My Tomato Comeuppance
Plus, burrata—and a quick lemony basil oil to add a little herbal essence to your life!
ONE OF MY GREATEST REGRETS in the last decade of my life—at least, one that doesn’t concern my intermittent spinelessness, or my bad judgment about people, or my almost pathological slowness in realizing that the brutal rejection we experience as we make our way from birth to death often turns out to be a mystical trap door that gently plunks us onto a new path, to happiness—is that I didn’t appreciate my access to truly great tomatoes when I had it.
Friends and strangers who have followed me on Instagram for the last decade or so might beg to differ. Year after year, while I was living monastically in mountain farmland in rural North Carolina, I subjected them to an ongoing pageant of my sexpot tomato photos (and plum, peach, melon, lettuce, spring onion, various bean, and squash photos, too).
I became concerned when one friend suggested that my tomato/produce photos—and my donkey, goat, tree, river, moss, and rock photos— were a sign that I was wasting my life. But I now realize that nothing could have been further from the truth. My years in the remote countryside turned out to be holy steppingstones to salad enlightenment, which, while it can never truly be attained, is a worthy pilgrimage for anyone in this world.
I have since learned to disregard the kinds of people who think it’s important to “get” or “understand” how other people live their lives. But that is neither here nor there. The point is that while I luxuriated in these tomatoes, I’m not sure I truly understood what a privilege it was to live in a place where all summer long you could pull off the road into the gravel lot of a small hut to find stalls lined with freshly picked, ripe tomatoes with dirt still clinging to their warm skin. Or where neighbors would leave baskets of flowers and blackberries on your porch.
If I’d been able to comprehend my extreme tomato privilege, before I left the mountains I would have driven around with a loudspeaker on top of my car, thanking the farmers and country kitchen gardeners who fed me so well.
But I didn’t. And now I am getting my comeuppance.

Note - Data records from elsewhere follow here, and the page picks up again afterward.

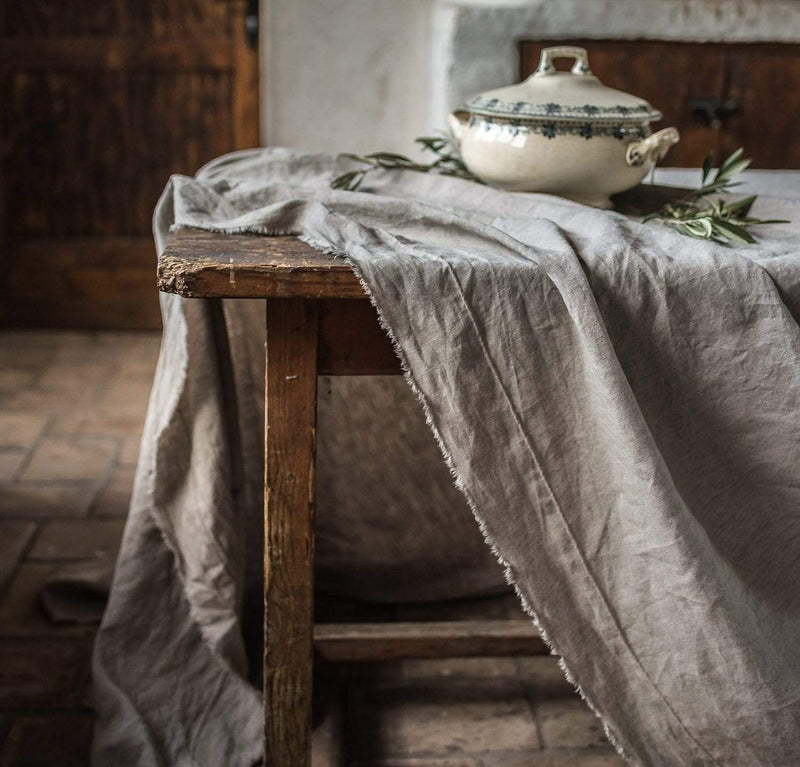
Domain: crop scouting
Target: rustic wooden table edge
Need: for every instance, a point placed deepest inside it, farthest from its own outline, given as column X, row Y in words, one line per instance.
column 204, row 264
column 310, row 332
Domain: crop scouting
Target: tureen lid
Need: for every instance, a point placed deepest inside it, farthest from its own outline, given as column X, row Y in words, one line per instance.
column 554, row 95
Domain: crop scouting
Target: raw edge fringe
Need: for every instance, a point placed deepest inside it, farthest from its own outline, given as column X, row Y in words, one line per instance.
column 457, row 481
column 508, row 572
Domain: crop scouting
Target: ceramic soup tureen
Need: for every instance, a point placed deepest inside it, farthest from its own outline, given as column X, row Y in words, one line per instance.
column 564, row 133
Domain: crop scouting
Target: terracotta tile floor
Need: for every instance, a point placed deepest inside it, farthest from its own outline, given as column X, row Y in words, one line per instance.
column 71, row 412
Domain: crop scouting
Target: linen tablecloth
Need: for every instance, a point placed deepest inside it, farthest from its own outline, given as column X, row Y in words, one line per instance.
column 618, row 405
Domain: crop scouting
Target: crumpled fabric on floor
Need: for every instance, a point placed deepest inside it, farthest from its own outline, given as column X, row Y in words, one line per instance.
column 619, row 405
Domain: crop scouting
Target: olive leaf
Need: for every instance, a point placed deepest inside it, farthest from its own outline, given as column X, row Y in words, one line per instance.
column 697, row 215
column 447, row 162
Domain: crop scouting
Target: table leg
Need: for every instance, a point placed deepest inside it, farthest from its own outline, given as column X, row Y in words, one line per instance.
column 291, row 410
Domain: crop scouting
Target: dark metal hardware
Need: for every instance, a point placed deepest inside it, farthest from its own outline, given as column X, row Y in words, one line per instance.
column 251, row 23
column 713, row 110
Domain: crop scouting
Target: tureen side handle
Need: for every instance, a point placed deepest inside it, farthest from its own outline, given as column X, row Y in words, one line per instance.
column 653, row 147
column 457, row 122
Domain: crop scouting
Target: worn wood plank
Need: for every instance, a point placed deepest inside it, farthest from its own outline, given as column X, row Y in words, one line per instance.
column 197, row 263
column 291, row 389
column 351, row 642
column 352, row 342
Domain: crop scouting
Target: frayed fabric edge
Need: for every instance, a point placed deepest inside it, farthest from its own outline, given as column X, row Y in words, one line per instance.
column 508, row 571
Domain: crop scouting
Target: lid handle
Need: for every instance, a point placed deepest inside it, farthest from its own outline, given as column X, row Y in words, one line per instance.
column 546, row 66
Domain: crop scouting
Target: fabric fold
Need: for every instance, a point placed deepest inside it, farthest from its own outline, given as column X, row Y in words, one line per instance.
column 617, row 403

Living in an urban area, I feel extremely put upon by the effort it takes to find a decent tomato. And I have also begun worrying neurotically about how all the people who don’t live where I used to live get by in the tomato department. This is a lot of people to fret over.
Which is why I have a recipe for you today that you can make with tomatoes that are just okay. Would it be better if you made it with great tomatoes? Yes. But the truth is the only thing you should be doing with great tomatoes is slicing them, drizzling them with olive oil, and eating them with nothing but salt and pepper. Great tomatoes don’t need our help.